ABC 7/Vocalo food critic Steve Dolinsky recently rolled snake eyes with his dinner experience from underground supper club The Rabbit Hole. RSVP'ing to a Rabbit Hole dinner based on a review from Time Out Chicago's Heather Shouse that Dolinsky said "pretty much meant a slam-dunk," the hole that Dolinsky, his wife and the other assembled guests fell into resembled not so much a Lewis Carroll fairy tale than the basement pit from "Silence of the Lambs." Dolinsky details the buyers remorse one can feel from attending one of these underground dinners that isn't on the mark:


"Our third course, a homemade pappardelle with fresh ricotta was just plain boring. It needed lemon juice to brighten it up, as well as salt and pepper; there was allegedly some marrow in the sauce, but we couldn’t detect any; the pasta - while clearly hand-formed - was gummy and not exceptionally pleasing."

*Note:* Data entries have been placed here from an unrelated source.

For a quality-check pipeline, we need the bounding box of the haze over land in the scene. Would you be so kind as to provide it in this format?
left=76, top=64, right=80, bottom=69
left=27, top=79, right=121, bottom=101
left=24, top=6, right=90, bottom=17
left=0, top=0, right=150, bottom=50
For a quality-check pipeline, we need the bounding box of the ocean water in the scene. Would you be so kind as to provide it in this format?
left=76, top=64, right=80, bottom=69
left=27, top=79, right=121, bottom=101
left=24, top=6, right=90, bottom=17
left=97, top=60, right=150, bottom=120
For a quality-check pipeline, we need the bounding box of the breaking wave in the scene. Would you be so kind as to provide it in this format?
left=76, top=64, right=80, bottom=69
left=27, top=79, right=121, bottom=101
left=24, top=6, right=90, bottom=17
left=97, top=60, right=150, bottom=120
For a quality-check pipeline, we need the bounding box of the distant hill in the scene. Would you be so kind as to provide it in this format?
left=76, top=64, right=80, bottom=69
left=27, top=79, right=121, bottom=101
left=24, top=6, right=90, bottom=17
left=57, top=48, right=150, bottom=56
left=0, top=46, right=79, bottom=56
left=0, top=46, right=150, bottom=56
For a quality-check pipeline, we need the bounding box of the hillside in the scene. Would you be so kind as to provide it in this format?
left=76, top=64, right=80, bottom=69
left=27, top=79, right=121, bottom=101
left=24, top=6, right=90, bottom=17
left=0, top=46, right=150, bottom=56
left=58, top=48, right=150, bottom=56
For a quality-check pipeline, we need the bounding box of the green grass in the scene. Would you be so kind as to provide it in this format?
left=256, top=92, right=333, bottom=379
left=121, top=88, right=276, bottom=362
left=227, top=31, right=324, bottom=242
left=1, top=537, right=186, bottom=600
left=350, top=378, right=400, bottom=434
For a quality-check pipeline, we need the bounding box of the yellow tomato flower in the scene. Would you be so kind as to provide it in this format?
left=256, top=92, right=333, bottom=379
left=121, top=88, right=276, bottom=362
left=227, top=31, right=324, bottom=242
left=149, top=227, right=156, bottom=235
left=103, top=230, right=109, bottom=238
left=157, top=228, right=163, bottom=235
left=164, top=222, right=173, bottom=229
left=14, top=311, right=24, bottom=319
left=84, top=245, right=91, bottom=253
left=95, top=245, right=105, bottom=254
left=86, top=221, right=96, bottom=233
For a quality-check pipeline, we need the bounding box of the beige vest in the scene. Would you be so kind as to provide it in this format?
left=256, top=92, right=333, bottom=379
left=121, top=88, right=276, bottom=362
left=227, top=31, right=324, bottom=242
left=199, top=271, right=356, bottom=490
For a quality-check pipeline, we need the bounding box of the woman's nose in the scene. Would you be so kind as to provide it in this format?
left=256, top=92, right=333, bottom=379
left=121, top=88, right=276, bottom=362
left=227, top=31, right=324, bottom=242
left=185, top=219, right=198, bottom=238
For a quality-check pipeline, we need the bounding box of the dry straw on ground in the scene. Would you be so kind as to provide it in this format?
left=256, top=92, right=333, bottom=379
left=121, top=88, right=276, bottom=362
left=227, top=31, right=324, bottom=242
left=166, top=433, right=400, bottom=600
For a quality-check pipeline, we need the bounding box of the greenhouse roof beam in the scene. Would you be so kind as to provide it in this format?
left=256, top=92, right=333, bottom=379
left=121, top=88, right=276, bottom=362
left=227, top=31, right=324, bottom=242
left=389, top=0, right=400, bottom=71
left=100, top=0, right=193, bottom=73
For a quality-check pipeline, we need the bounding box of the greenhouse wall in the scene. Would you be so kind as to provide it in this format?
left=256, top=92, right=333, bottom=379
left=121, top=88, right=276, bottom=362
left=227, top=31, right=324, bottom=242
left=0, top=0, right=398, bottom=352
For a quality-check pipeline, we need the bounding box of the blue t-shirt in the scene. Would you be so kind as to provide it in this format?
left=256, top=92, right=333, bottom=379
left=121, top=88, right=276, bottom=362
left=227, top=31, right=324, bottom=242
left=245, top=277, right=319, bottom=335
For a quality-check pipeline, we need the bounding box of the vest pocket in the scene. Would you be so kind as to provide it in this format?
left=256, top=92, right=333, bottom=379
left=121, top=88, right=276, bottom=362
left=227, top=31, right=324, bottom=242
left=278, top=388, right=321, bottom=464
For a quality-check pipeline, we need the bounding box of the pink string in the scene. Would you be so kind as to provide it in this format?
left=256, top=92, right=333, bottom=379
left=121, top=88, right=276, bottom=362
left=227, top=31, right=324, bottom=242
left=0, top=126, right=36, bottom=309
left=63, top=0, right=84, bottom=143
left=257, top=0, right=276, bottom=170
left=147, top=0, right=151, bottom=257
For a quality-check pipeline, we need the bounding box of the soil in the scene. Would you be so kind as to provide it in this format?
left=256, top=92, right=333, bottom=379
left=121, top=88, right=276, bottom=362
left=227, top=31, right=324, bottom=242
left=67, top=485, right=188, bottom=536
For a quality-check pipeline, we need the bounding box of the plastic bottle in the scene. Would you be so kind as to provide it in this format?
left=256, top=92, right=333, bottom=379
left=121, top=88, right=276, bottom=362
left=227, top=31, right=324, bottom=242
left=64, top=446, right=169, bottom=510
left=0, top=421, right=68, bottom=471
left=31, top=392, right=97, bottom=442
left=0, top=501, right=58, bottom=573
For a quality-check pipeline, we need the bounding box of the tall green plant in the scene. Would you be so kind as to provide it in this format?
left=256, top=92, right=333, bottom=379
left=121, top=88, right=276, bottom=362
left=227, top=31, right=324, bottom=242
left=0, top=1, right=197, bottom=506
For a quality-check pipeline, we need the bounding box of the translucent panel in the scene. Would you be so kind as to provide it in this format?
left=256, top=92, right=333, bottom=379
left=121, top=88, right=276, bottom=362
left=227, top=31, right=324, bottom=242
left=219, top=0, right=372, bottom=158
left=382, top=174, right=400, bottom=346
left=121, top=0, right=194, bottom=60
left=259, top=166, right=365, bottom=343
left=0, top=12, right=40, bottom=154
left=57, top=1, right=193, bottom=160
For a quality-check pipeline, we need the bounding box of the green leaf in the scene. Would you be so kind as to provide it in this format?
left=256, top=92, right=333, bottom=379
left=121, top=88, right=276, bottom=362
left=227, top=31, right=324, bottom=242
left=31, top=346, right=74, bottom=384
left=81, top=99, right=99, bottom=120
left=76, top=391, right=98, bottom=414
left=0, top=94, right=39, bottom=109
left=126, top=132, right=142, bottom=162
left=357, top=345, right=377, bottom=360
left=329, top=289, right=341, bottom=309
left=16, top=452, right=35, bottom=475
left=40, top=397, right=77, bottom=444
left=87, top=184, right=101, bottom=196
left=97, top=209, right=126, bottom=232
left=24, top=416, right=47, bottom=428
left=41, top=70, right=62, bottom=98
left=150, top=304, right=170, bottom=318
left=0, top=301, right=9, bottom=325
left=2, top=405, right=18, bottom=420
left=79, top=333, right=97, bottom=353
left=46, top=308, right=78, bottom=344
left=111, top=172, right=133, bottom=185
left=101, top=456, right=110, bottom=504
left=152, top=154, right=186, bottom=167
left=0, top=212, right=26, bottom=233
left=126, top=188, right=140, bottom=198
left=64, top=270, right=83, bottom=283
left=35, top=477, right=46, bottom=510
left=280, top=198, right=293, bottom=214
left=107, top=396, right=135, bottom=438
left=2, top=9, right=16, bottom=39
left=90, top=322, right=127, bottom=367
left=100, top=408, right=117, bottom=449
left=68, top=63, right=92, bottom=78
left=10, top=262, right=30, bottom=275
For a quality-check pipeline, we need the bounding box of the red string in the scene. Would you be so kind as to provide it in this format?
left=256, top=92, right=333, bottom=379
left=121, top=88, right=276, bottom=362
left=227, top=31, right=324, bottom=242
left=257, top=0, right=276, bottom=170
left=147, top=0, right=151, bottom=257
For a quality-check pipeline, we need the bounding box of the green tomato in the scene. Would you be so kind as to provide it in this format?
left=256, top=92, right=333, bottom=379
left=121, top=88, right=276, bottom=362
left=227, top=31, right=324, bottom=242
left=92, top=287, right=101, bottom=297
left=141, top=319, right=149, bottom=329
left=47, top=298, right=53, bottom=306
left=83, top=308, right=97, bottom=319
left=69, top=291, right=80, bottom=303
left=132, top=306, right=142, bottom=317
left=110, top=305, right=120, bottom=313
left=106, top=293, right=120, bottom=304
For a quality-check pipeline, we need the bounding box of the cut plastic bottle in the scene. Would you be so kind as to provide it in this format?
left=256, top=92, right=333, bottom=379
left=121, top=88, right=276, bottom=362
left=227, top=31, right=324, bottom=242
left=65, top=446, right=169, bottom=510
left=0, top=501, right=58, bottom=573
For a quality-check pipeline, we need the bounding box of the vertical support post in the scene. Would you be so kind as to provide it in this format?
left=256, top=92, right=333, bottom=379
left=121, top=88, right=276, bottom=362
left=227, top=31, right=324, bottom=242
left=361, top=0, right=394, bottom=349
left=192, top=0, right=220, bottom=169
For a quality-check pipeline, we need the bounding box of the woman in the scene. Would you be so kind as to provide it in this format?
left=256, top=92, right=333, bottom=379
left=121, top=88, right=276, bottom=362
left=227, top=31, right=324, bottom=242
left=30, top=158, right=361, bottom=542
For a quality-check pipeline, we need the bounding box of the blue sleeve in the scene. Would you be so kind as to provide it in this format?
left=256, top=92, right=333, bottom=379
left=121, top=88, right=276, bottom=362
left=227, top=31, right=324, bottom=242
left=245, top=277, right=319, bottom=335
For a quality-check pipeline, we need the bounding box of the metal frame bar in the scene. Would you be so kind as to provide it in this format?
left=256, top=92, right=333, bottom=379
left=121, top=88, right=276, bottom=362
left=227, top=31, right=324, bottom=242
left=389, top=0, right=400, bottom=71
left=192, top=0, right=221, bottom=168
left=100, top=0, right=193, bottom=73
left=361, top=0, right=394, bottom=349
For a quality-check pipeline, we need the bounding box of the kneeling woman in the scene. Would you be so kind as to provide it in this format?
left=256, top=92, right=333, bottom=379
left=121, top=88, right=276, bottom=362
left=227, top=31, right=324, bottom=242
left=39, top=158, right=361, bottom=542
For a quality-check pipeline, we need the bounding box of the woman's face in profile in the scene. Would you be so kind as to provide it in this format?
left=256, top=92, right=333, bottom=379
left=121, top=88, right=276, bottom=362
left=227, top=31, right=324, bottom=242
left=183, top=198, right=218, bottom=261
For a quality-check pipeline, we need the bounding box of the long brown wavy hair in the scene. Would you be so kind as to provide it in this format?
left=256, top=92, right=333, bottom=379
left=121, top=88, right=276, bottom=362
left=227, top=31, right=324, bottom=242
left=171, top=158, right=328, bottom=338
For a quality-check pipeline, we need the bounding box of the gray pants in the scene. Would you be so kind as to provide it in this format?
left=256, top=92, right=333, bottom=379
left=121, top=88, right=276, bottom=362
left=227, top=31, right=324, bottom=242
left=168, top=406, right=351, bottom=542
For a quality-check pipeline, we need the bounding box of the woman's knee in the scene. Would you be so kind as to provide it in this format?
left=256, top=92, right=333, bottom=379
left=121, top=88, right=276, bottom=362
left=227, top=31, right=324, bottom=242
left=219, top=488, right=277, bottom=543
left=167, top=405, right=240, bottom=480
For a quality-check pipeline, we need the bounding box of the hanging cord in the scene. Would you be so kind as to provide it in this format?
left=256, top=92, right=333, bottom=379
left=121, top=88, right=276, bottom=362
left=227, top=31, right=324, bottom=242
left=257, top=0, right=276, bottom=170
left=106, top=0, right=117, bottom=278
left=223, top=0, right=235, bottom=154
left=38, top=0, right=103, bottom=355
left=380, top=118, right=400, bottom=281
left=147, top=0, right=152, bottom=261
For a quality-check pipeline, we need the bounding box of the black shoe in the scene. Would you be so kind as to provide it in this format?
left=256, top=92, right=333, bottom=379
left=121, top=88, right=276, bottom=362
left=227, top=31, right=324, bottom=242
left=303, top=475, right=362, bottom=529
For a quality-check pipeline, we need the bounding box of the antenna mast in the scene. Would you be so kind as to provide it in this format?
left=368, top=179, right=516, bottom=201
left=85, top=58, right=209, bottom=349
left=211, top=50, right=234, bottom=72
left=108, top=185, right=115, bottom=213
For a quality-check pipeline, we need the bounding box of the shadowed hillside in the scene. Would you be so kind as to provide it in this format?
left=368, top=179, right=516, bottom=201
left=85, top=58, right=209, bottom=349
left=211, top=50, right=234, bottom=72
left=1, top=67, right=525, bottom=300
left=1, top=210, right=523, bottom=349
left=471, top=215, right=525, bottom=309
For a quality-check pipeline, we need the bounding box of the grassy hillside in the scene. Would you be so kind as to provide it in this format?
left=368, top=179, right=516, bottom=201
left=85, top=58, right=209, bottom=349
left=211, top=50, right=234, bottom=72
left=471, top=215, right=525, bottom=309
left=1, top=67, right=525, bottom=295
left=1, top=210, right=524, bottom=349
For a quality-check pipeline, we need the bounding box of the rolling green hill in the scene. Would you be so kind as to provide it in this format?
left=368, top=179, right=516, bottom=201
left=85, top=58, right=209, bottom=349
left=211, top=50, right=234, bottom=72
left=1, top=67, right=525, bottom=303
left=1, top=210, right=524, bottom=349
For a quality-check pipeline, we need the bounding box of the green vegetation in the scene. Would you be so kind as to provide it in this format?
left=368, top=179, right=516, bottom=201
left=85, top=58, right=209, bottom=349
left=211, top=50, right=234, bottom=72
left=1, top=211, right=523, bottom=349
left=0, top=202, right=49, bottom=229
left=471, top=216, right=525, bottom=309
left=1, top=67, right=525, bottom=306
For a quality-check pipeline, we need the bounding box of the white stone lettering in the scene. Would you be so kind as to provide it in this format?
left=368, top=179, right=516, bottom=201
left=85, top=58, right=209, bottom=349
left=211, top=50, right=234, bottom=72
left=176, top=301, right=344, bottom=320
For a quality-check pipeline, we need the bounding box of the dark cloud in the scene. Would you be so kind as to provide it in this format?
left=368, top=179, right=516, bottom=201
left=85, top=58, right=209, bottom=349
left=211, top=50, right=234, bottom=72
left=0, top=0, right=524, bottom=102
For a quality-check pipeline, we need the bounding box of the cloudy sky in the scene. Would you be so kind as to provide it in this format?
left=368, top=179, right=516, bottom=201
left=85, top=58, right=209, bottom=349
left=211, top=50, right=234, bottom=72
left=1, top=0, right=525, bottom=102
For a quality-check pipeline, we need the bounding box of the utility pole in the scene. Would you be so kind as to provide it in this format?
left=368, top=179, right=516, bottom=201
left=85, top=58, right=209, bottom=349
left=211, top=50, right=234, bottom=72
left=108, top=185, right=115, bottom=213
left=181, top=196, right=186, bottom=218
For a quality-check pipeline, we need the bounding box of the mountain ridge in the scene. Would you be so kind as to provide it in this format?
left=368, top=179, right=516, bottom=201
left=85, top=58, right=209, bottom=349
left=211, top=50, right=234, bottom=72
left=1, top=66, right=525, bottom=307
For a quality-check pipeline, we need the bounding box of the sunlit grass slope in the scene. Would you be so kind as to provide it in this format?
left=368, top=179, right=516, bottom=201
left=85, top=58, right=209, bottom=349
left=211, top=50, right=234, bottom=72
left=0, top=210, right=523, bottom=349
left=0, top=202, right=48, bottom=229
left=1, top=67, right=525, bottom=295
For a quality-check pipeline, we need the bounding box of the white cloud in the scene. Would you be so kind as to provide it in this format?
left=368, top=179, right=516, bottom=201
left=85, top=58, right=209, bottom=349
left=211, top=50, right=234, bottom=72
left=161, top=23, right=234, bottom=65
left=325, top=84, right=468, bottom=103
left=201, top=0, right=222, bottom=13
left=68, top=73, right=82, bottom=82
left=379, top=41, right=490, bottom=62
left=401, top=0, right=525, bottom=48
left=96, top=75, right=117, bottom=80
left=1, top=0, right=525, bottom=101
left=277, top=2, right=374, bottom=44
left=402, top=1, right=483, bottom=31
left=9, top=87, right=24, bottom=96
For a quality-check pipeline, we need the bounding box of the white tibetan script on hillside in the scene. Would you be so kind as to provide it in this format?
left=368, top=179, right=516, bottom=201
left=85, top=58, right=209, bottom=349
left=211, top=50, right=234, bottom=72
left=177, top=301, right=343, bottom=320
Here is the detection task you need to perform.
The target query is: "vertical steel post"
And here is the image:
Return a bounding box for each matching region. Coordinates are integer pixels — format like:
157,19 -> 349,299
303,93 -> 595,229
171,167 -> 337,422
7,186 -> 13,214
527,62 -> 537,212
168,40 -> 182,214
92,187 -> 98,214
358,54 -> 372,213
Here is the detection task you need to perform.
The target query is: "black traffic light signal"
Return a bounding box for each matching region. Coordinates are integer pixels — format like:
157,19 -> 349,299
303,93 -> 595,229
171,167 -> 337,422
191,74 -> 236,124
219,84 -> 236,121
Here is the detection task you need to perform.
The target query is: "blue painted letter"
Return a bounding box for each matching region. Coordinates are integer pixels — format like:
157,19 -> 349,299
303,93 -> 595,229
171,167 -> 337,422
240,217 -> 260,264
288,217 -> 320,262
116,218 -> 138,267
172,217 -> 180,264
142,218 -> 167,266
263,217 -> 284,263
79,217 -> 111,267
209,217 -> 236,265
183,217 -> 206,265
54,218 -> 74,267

Food critic that he is, Dolinsky did the noble thing and spoke truthfully when asked if he liked his $85 dinner while his dining companions stayed silent; "they just said they didn’t want to make waves," Dolinsky recounted while noting that for the $200 he shelled for the Rabbit Hole experience he and his wife could have gone to any number of restaurants and had a much more enjoyable experience.

That's the rub of the underground dinner experience in a nutshell. There's a demand for these dinners because of the "double secret" nature of the dinner. Although most of the established traveling supper clubs have been doing this for so long that they aren't really a secret. We've been to our fair share of underground dinners in the past, so we're certainly aware that attending one can be a roll of the dice on a number of fronts. You can brush aside that you may be having dinner with 50 other people in a loft apartment with a leaky bathroom if the food is on point. The more established supper clubs, such as Clandestino, Sunday Dinner Club and X-Marx, have been doing this long enough to have access to professional kitchens for prep work, regular locations where they feel comfortable working, price points that don't seem like gouging (except for X-Marx, which routinely has wine pairings from Perman Wine Selections included in their ticket price) and other best practices in order maintain some level of quality control.

Conversely, as one of the more critically feted food critics in town, Dolinsky should have known that a review is an informed opinion, emphasis on "opinion." We've got our little soapbox here in our corner of the interwebs, but in no way do we look at one review as the impetus for us to check something out. It'll pique our interest, sure. But we don't take one review as gospel, having been burned on that one review before. Ultimately, the only palate we trust is our own and it's a certainty we'll be doing our own legwork before we commit to spending $85 for an underground dinner.